Tenable®, the Exposure Management company, announced the creation of its new Tenable Research Alliance Program to share vulnerability information prior to public disclosure. The goal of this new intelligence sharing initiative is to shorten the window of opportunity for threat actors to exploit newly disclosed vulnerabilities, allowing security teams and system administrators to address attack paths before hackers can exploit them. The five founding members of this growing network are AlmaLinux, Canonical, CIQ, GreyNoise, and TuxCare [the new brand name for CloudLinux Enterprise services].
Organizations are in a race against cyber attackers when a new vulnerability is disclosed. Those in charge of securing the organization must work to determine whether the flaw exists within their infrastructure, assess the risk it poses by identifying the attack paths it introduces, and prioritize the weaknesses that pose the greatest threat before either updating the software where a patch is available or taking mitigating action if this is not immediately feasible. This takes time and exposes the organization. Threat actors will be looking for the vulnerability and devising ways to weaponize it at the same time.
Establishing a framework for a network of technology partners to share vulnerability details in accordance with CVD best practices increases the likelihood that software scripts (plugins) that detect instances of the flaw can be developed, tested, and deployed in time for public disclosure announcements. This allows organizations to assess and remediate their environments from the beginning. This means that those in charge of vulnerability management are not only equipped with the same intelligence as threat actors, but are also prepared to take action to find and fix flaws before an attacker can exploit them.

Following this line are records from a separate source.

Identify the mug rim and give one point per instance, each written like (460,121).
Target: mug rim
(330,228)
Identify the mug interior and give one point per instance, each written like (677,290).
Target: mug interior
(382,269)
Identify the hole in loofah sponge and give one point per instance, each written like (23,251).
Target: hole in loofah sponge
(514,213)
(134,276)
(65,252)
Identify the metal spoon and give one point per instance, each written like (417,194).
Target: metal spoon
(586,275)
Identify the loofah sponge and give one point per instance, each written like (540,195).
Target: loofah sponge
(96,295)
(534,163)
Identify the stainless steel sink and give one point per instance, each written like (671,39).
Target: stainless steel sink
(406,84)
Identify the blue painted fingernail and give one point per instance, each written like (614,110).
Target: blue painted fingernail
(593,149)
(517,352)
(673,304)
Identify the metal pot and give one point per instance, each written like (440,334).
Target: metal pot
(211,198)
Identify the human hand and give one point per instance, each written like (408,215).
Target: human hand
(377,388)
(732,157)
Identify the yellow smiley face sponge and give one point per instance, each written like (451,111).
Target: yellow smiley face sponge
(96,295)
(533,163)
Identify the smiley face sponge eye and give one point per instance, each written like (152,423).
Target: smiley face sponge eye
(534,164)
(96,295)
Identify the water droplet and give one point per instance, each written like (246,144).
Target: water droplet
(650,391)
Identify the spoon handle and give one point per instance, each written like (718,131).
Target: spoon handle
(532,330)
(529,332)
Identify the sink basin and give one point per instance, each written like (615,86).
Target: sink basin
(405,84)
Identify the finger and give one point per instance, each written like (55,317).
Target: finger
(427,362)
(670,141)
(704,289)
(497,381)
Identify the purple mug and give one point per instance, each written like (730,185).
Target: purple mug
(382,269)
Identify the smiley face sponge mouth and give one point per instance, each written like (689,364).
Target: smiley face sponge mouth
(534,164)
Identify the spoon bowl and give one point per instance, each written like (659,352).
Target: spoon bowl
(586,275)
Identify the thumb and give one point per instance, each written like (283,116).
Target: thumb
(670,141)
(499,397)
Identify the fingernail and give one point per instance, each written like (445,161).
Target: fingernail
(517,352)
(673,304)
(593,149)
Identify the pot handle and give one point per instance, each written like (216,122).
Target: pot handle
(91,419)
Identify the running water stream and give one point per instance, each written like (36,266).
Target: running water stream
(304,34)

“Whenever a vulnerability is disclosed the dinner bell sounds for good and bad actors alike, meaning organizations are already on their back foot,” explains Robert Huber, chief security officer and head of research, Tenable.
“We know threat actors are monitoring disclosure programs in the same way we are, looking for newly announced vulnerabilities, studying all available information such as proof of concepts, but they’re looking to utilize the flaw. By giving our customers the tools to address these weaknesses when they’re publicly announced, we reduce that intelligence gap and hand the advantage back to the good guys.”
“Our customers want to make sure they can continue using Nessus to detect outdated packages on AlmaLinux OS Systems. Joining the Tenable Research Alliance provides an excellent way for Tenable and AlmaLinux to work together to make it possible,” said Jack Aboutboul, community manager for AlmaLinux. “Security is a key component of building resilient internet infrastructure, and this step helps strengthen AlmaLinux as the CentOS alternative of choice.”
“Ubuntu enables secure open source consumption across the whole enterprise compute spectrum,” said Lech Sandecki, Ubuntu product manager, Canonical. “As the publisher of Ubuntu, Canonical is proud to join the Tenable Research Alliance Program, continuing our collaboration in order to make open source security even more actionable, timely and accurate.”
“CIQ, the founding sponsor and partner of Rocky Linux, is excited to demonstrate our commitment to open source security by joining Tenable’s Research Alliance Program,” said Gregory Kurtzer, CEO of CIQ and founder of Rocky Linux, Apptainer/Singularity, and Warewulf. “We look forward to working with Tenable and the Rocky Linux open source community to create a more secure software supply chain.”
“We are excited to partner with Tenable in the Research Alliance Partnership,” said Nate Thai, director of research, GreyNoise. “The combination of Tenable vulnerability data, with the real-time mass exploit awareness that GreyNoise provides, will help our mutual customers, as well as industry partners, respond faster and more accurately to newly-emerging vulnerabilities.”
“At TuxCare, we live patch a large number of vulnerabilities for the Linux kernel without rebooting. We have joined the Tenable Research Alliance to more closely collaborate with the Nessus team to correctly diagnose which vulnerabilities have been live patched, and which are yet to be patched,” said Igor Seletskiy, CEO and Founder of TuxCare. “This will directly benefit Linux administrators, strengthening their access to actionable information, and building a stronger security infrastructure.”